Ao observar as entrevistas feitas por Antônio Abujamra percebemos
que, embora tenha uma postura, que parece provocativa e, que muitas vezes
iremos constatar, provocando seu entrevistado, não o deixando se
expressar da maneira como quer, interrompendo a fala para fazer mais perguntas,
em outras ocasiões veremos um entrevistador diferente. Em três
programas, com entrevistados distintos, Abujamra teve maneiras diferentes
de lidar com a entrevista. Com Oliveiros Ferreira, foi provocativo, impertinente,
fazendo muitas perguntas, e até mesmo tentando buscar contradições
na fala do convidado. Num outro programa, quando entrevistava José
Celso, ator e diretor de teatro e pelo jeito muito amigo do Abujamra,
o programa parecia uma conversa, houve momentos de nostalgia e muitas
lembranças de momentos que ambos passaram juntos foi trazido pela
memória, não havia uma provocação nesta entrevista.
E, numa terceira vez, uma prostituta estava sendo entrevistada. A postura
do Abujamra também era diferente, parecia haver um interesse de
que a moça falasse, mas ele não buscava contradições
em suas falas, não a provocava.
Embora seu comportamento não seja único, a sua figura como
entrevistador nos dá a impressão de que os entrevistados
não se sentem à vontade na sua presença. Talvez porque
fique mais marcada a postura de questionador, de alguém que procura
contradições, que faz perguntas, às vezes, desconcertantes.

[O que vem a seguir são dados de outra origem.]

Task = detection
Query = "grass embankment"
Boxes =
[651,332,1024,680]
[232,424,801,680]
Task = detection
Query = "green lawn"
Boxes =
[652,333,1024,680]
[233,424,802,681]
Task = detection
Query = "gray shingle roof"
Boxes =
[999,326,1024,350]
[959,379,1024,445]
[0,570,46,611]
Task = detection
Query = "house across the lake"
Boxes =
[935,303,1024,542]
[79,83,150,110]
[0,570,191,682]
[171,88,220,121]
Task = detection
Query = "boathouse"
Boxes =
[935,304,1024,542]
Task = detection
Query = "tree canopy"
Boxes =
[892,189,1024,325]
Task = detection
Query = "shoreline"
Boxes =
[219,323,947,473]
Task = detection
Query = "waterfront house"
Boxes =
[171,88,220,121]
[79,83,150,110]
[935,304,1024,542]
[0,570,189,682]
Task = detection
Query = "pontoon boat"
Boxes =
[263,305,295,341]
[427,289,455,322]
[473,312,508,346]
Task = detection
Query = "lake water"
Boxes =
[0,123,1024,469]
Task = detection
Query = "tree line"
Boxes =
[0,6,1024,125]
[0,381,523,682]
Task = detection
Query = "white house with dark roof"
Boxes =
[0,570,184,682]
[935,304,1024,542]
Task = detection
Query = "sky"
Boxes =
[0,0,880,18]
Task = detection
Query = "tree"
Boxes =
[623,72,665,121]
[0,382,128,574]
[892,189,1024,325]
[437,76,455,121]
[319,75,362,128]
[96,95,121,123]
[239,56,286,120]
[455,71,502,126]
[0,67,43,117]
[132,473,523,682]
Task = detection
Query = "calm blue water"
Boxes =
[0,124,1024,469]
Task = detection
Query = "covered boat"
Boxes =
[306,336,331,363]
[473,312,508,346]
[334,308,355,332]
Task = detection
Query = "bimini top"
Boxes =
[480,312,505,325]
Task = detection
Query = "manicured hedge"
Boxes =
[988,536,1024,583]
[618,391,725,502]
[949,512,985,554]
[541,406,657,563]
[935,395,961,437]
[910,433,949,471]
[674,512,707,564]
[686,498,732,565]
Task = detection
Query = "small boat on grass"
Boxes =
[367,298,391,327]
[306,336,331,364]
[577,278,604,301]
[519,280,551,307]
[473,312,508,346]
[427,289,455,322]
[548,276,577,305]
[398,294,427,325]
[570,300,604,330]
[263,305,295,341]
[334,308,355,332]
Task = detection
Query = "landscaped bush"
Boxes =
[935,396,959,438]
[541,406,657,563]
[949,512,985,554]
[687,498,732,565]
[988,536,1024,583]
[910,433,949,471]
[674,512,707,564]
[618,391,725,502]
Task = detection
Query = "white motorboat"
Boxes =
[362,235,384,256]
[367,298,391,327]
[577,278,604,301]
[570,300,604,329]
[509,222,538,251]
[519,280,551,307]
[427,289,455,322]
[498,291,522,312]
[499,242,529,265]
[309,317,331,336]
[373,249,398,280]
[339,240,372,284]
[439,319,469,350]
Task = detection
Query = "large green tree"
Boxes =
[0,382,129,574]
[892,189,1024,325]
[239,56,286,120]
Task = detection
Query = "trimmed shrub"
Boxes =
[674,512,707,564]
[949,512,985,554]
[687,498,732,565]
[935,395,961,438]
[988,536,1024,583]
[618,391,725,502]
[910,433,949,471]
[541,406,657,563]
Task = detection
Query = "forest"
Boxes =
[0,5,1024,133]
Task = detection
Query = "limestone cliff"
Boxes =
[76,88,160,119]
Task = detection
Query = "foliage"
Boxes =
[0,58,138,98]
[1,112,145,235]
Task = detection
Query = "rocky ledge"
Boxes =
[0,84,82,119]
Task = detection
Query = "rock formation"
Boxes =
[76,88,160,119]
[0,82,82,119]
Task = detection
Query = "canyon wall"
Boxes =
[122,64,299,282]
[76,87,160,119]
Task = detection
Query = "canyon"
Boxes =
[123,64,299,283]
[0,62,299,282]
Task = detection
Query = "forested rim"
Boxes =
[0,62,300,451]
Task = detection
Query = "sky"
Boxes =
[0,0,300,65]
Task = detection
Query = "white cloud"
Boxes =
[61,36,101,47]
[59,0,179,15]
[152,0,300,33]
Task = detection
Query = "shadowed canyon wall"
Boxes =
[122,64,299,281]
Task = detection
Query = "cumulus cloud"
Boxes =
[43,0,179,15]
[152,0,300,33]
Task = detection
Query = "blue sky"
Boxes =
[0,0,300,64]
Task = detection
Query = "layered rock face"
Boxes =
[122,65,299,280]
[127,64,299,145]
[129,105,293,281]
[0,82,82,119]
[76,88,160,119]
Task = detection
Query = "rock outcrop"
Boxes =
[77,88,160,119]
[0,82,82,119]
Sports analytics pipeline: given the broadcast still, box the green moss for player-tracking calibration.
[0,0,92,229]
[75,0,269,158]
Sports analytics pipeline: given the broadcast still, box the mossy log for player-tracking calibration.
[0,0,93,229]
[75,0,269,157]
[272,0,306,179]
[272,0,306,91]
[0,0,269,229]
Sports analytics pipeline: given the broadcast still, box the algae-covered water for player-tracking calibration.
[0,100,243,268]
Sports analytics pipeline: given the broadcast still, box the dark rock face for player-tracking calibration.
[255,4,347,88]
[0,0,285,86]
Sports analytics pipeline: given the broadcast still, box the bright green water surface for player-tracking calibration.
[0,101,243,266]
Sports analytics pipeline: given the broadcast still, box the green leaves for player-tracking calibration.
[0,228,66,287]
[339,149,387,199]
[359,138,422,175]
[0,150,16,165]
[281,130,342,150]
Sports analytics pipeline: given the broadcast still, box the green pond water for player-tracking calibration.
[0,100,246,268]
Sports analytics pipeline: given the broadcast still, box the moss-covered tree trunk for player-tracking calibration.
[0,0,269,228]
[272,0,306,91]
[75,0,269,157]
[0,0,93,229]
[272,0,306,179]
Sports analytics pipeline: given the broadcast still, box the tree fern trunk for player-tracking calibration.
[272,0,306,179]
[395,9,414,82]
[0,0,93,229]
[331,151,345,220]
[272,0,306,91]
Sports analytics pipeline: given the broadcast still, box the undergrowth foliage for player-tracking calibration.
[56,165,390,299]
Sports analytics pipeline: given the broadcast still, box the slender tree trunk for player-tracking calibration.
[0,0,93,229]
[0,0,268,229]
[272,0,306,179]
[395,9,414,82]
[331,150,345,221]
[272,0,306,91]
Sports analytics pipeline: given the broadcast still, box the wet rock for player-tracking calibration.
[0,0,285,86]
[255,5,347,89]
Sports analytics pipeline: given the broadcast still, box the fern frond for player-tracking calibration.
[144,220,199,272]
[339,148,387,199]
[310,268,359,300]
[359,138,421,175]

Por perguntar, muitas vezes, se aquilo que o entrevistado está
falando é aquilo que ele acredita verdadeiramente, algumas vezes
com um certo inconformismo com a resposta. Porque tem uma postura impertinente
para com o entrevistado. Entretanto, se o entrevistador constrangesse
tanto o entrevistado e o espectador, será que ele iria estar no
ar há tanto tempo? Talvez este seja um ponto de tensão que
faz com que este programa tenha um diferencial dos demais programas de
entrevista. Em geral, este tipo de programa, requer um entrevistador habilidoso,
nem sempre inteligente, mas bem informado e gentil. Neste caso, temos
um entrevistador muito inteligente, culto, bem informado, com opiniões
próprias, que não quer agradar, mas sim provocar, provocar
reflexões, indagações, questionamentos sobre os mais
diferentes temas o que já é um grande diferencial, porque
nos obriga a pensar, coisa que outros programas de entrevista, em geral,
não fazem. As provocações de Abujamra não
servem somente para o entrevistado, ele provoca o espectador, a pensar,
a se questionar, a rever seu modo de vida e a pensar também sobre
a TV e a sua produção.
À respeito da entrevista, nem o Coutinho nem o Abujamra irão
fazer a entrevista no sentido estrito. Não há, por parte
de nenhum deles, uma postura tão demarcada possibilitando uma postura
diferente também para o entrevistado.
Em relação à voz, ao longo do filme há a presença
de vozes diferentes que irão constituir uma outra voz, esta dada
pelo diretor no final do filme. No programa Provocações
a voz que fica é a do apresentador, pois ele é responsável
por trazer outras contribuições, trazer autores para que
seus entrevistados comentem, fazer comentários das respostas dadas,
até diluir um pouco o tema que pode se configurar na entrevista,
desta forma, ele aparenta ter mais tempo de fala, pois, além da
entrevista, é ele quem abre e fecha o programa. Portanto, de maneiras
diferentes, as vozes mais fortes, aquelas que permanecem, parecem ser
a dos entrevistadores, que também são diretores.